Kommt alle mit

08:20 Uhr. Nieselregen, wir laufen zum Kindergarten. Das große Kind gröhlt lauthals und mit Inbrunst “Kommt alle mit, kommt alle mit, weil uns Gott geboren ist”, mit Choreo versteht sich. Folgen des Krippenspiels in dieser Woche. Auch wenn er keine Ahnung hat, was dann wirklich passiert und wie sich für ihn der Begriff Weihnachten füllen wird.

Die meisten Erwachsenen, die mir gerade begegnen, betonen, dass sie nicht in Weihnachtsstimmung sind dieses Jahr. Jedes Jahr dasselbe. Und manchmal frage ich mich, was wir denn eigentlich erwarten. Dass mit einer Tasse Glühwein, dem Anzünden einer Kerze und dem Aufstellen mehr oder weniger geschmackvoller Dekoration sich automatisch Besinnlichkeit einstellt?

Die Wahrheit ist, dass der Kindheitszauber der Erinnerung vermutlich nie zurück kommt, so sehr wir uns auch bemühen. Weil nichts an Weihnachten mühsam sein sollte. Wir warten im Advent und sind geneigt, zwischendurch ein wenig zu googlen oder zu twittern oder zu zocken oder was wir sonst so tun, wenn wir irgendwo warten müssen. Und dann kommt das Fest doch viel zu schnell und alles bleibt liegen. Geschmückte Bäume ab dem ersten Advent, weil keiner abwarten kann. Und dann kommt dieses Fest und nein, da ploppt keine Krippe in unser Leben, sondern da verkündet uns erstmal jemand große Freude.

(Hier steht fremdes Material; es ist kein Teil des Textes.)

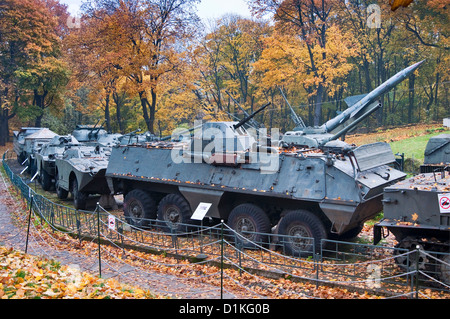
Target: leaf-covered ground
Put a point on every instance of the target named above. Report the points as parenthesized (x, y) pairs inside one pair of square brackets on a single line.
[(23, 276)]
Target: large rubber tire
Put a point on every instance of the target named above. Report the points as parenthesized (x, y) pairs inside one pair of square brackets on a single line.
[(79, 198), (298, 226), (139, 208), (251, 223), (175, 213)]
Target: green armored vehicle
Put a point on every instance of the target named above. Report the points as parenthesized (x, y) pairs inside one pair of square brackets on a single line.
[(255, 186)]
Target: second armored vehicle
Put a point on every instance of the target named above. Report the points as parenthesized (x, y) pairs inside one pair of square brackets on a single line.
[(46, 157), (19, 141)]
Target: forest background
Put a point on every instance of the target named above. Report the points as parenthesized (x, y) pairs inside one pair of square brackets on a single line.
[(153, 65)]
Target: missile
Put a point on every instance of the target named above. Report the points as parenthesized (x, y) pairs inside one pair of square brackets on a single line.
[(364, 105)]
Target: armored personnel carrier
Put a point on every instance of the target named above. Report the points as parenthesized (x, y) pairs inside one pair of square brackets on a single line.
[(81, 171), (417, 212), (437, 154), (19, 141), (95, 135), (46, 156), (304, 193)]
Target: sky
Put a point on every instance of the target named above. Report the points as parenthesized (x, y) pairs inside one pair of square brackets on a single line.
[(207, 9)]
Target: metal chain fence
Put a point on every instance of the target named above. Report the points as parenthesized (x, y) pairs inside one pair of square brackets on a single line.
[(352, 266)]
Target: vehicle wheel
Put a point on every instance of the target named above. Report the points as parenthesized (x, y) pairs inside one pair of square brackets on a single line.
[(302, 232), (139, 207), (61, 192), (79, 198), (251, 223), (46, 180), (175, 213)]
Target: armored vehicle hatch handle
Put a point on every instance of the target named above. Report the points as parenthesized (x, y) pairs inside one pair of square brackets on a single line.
[(248, 118)]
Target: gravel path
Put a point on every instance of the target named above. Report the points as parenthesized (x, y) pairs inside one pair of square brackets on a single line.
[(13, 221)]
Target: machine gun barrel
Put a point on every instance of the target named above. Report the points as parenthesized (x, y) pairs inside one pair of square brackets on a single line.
[(248, 118)]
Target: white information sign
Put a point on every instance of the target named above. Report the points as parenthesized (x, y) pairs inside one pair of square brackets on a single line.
[(444, 202), (111, 222), (201, 211)]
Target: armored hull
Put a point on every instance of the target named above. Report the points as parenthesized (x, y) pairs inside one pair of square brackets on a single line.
[(417, 212)]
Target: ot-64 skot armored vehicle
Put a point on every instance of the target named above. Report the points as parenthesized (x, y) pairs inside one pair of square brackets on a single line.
[(305, 193), (45, 158), (311, 187), (417, 212), (81, 171), (437, 154)]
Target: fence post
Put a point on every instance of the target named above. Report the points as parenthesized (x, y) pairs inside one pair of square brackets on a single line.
[(29, 221), (221, 259), (98, 237)]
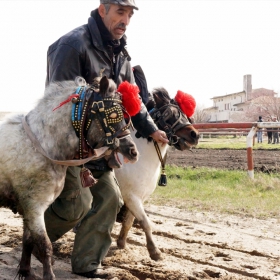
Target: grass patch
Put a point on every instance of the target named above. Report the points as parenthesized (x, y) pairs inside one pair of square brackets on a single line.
[(232, 192)]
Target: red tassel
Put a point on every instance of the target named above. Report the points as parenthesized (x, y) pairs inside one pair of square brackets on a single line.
[(186, 102), (130, 97), (66, 101)]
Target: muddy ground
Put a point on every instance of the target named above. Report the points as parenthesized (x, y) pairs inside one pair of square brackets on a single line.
[(197, 245)]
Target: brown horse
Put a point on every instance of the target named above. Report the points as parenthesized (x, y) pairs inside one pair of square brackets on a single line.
[(135, 189)]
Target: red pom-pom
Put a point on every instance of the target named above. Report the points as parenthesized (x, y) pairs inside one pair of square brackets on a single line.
[(130, 97), (186, 102)]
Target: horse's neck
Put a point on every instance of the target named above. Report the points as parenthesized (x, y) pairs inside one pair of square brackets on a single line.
[(148, 151), (54, 129)]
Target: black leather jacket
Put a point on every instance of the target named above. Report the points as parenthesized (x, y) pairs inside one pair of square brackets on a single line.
[(81, 53)]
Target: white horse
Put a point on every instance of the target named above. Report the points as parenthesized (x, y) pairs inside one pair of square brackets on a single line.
[(36, 149), (138, 181)]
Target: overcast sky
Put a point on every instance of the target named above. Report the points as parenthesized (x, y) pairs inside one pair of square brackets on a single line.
[(200, 47)]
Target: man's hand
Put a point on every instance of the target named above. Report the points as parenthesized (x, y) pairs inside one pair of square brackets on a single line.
[(160, 136)]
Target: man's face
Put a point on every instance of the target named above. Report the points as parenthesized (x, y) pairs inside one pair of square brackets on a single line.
[(117, 19)]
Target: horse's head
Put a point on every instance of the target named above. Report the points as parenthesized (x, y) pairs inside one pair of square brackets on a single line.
[(168, 114), (104, 122)]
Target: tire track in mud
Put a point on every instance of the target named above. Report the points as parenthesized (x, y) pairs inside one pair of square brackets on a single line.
[(214, 259)]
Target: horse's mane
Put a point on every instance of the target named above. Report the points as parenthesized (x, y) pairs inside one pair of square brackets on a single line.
[(53, 88), (163, 93)]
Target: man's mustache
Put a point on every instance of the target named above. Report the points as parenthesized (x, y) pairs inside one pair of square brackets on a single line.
[(122, 26)]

Und erwartet dass wir alles stehen und liegen lassen und losziehen gen Bethlehem.

Ich möchte behaupten, dass wir Weihnachten nicht auf die Spur kommen, wenn wir nicht unsere Schäfchen ins Schlepptau nehmen und einfach losziehen. Und dass die Suche nach dem Stern sich durch keinerlei weihnachtliche Accessoires bewerkstelligen lässt oder uns in Stimmung versetzt.

Dass wir uns aufmachen müssen aus unserer Komfortzone und in uns selber dieses Gefühl suchen müssen. Und dass wir bereit sind, Weihnachten im Miteinander zu finden. In einem ehrlichen Gespräch über Dinge, die wir nie aussprechen. In Nähe, die wir fürchten und die uns doch so bereichert. Wenn Gott da irgendwo ist, zwischen Lebkuchen und Lametta, dann ist er da, wo ich dir wahrhaftig begegne. Das feiern wir im Dezember: Gott kommt auf die Welt und begegnet uns in einem Menschen. Ich traf ihn zweimal in den letzten Wochen. Und manchmal morgens, wenn ich unter der Dusche stehe und die Nacht kurz war und draussen noch alles dunkel ist und dann einer singt:

Kommt alle mit, kommt alle mit, weil uns Gott geboren ist.